Anxiety-Driven Exercise

I didn’t realize how much anxiety drove my training until it was gone.

For decades, I thought I was being disciplined.

In reality, I was afraid of not doing enough.

That fear showed up as extra sets, extra exercises, and unnecessary sessions—all of it meant to quiet anxiety, not to create adaptation.

Once the anxiety disappeared, the entire experience changed.

Training became quiet.

No urge to add volume.

No second-guessing whether the session “counted.”

No chasing effort for its own sake.

I’m in the studio every day, and I’m completely comfortable training only once a week.

Because the question is no longer “Did I do enough?”

The question is “Did I deliver a real stimulus?”

When the answer is yes, the session is over.

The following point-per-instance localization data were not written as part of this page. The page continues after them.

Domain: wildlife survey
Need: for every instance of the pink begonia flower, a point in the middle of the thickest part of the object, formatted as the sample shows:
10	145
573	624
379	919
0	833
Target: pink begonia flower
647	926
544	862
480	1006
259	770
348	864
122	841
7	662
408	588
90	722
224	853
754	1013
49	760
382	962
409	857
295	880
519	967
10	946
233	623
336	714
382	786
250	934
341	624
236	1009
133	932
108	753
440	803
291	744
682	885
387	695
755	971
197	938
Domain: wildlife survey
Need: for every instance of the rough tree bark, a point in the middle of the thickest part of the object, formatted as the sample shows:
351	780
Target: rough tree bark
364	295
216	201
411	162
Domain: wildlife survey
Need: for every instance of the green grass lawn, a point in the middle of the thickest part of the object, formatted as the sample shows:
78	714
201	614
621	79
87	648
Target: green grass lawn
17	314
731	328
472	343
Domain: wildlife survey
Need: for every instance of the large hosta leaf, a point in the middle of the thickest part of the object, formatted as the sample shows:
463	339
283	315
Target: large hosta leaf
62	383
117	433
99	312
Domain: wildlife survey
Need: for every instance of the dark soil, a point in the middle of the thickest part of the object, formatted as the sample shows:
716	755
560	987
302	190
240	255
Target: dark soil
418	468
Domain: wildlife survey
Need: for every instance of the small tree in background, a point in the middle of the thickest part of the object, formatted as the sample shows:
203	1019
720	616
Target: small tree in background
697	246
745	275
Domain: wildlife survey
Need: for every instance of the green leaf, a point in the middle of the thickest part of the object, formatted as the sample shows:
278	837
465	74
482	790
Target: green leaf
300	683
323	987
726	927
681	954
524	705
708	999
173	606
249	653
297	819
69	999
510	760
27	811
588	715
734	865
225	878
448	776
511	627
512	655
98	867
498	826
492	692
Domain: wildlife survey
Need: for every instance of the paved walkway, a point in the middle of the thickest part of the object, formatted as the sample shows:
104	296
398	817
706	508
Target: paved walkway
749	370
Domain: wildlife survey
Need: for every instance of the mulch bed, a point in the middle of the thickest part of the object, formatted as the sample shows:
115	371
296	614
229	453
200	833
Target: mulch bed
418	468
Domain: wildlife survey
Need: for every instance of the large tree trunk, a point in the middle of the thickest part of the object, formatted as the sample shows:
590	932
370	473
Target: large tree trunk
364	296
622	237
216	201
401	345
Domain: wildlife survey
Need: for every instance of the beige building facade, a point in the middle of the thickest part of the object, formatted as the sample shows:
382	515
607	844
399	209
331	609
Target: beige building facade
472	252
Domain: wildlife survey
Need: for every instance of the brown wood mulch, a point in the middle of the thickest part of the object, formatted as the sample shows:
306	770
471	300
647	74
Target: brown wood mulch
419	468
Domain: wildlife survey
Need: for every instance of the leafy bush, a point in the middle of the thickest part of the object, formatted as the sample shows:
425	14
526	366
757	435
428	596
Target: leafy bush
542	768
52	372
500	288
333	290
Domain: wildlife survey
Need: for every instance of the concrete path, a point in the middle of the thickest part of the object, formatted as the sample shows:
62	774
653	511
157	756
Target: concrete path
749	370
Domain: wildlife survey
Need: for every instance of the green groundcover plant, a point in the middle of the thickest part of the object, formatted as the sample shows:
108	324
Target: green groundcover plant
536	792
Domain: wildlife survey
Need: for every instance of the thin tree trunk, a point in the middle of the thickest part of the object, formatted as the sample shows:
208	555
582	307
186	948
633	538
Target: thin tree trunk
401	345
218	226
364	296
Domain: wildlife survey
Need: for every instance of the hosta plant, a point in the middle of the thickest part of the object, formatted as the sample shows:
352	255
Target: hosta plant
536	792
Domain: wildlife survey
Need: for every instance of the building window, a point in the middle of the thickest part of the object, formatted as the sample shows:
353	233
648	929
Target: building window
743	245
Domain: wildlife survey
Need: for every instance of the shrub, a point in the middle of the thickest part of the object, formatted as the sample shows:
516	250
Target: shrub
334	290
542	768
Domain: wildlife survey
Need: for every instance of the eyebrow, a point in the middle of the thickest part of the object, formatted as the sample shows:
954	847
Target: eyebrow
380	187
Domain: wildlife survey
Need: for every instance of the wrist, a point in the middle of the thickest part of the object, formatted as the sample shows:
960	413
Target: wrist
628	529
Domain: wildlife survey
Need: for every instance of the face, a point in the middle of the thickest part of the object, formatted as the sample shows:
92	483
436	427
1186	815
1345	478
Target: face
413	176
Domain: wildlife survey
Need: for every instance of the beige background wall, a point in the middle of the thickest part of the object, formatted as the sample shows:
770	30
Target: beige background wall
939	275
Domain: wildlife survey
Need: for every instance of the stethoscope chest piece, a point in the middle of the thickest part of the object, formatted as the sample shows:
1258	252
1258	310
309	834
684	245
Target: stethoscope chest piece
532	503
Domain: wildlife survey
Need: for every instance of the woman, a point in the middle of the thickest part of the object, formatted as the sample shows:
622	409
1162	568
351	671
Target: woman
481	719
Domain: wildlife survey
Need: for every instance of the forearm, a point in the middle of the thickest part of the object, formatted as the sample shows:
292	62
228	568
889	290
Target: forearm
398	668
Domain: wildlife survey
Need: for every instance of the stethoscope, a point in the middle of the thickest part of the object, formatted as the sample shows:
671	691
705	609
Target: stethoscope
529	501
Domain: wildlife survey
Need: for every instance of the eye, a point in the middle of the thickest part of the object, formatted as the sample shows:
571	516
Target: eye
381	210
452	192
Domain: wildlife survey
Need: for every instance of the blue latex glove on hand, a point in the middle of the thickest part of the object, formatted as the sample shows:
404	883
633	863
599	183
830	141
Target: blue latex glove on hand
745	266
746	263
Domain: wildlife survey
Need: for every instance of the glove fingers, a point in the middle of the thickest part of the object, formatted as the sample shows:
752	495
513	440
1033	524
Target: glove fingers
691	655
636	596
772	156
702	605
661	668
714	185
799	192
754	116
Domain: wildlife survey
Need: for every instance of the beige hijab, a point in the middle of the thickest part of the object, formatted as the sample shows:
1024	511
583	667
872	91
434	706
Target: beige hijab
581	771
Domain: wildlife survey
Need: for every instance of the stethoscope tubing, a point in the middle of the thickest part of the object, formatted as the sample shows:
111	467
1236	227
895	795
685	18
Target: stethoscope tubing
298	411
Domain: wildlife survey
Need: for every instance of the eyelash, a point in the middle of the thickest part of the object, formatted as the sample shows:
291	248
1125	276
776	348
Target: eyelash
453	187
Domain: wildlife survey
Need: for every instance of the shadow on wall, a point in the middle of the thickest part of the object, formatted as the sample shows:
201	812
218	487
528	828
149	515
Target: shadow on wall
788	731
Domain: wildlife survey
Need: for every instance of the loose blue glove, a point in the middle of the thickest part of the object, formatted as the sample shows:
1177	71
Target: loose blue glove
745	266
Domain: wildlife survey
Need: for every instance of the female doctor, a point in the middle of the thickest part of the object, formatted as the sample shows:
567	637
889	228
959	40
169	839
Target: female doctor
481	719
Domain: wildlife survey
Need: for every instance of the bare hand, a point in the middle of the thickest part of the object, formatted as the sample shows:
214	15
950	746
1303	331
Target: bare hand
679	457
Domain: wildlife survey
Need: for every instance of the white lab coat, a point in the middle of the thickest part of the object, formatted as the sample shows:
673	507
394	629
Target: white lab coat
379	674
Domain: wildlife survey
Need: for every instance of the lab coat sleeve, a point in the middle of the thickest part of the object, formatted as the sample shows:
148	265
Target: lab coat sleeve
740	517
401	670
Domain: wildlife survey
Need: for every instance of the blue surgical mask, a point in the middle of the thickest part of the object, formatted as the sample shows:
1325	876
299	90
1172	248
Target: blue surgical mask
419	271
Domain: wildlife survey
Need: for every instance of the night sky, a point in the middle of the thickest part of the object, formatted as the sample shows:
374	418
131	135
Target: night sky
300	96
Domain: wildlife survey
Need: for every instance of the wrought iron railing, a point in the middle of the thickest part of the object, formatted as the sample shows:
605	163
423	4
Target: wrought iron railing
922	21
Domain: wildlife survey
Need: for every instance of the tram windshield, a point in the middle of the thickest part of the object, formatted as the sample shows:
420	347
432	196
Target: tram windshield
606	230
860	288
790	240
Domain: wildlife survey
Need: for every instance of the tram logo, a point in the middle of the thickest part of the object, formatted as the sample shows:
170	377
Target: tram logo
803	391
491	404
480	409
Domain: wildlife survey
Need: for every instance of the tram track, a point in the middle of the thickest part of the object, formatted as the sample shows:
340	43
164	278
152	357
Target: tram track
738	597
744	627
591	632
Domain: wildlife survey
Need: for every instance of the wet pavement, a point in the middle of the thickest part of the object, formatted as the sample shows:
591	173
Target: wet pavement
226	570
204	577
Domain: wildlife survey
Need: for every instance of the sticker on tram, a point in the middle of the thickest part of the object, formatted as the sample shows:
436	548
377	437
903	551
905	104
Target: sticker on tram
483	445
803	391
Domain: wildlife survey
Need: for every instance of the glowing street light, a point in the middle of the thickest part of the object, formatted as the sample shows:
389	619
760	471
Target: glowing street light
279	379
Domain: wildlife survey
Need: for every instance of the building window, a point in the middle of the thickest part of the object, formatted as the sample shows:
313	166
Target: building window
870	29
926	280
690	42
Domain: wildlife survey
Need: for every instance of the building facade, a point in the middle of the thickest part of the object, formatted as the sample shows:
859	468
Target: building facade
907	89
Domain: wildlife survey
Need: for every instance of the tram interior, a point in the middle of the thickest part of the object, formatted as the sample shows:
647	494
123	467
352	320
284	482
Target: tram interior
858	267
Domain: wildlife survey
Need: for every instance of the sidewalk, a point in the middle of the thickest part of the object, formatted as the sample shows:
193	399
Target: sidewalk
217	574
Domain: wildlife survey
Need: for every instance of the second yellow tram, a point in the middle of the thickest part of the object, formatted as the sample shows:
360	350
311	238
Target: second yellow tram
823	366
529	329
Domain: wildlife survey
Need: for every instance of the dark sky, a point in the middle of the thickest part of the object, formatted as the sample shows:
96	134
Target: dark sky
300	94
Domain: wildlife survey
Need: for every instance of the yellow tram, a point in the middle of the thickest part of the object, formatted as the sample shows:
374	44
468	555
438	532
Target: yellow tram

That is the dividing line:

  • Anxiety wants more work.

  • Reason wants sufficient stimulus.

If five exercises produce the same result as one, anxiety says to do all five.

Reason says one is enough.

My aim is to help others recognize this difference.

Most call their anxiety “motivation,” ”doing the work,” “discipline.”

They don’t see the fear underneath.

But when anxiety stops driving the process, training becomes honest, efficient, and far more productive.

When you stop running from “not enough,” you can finally train for the right reason: to stimulate change, and no more.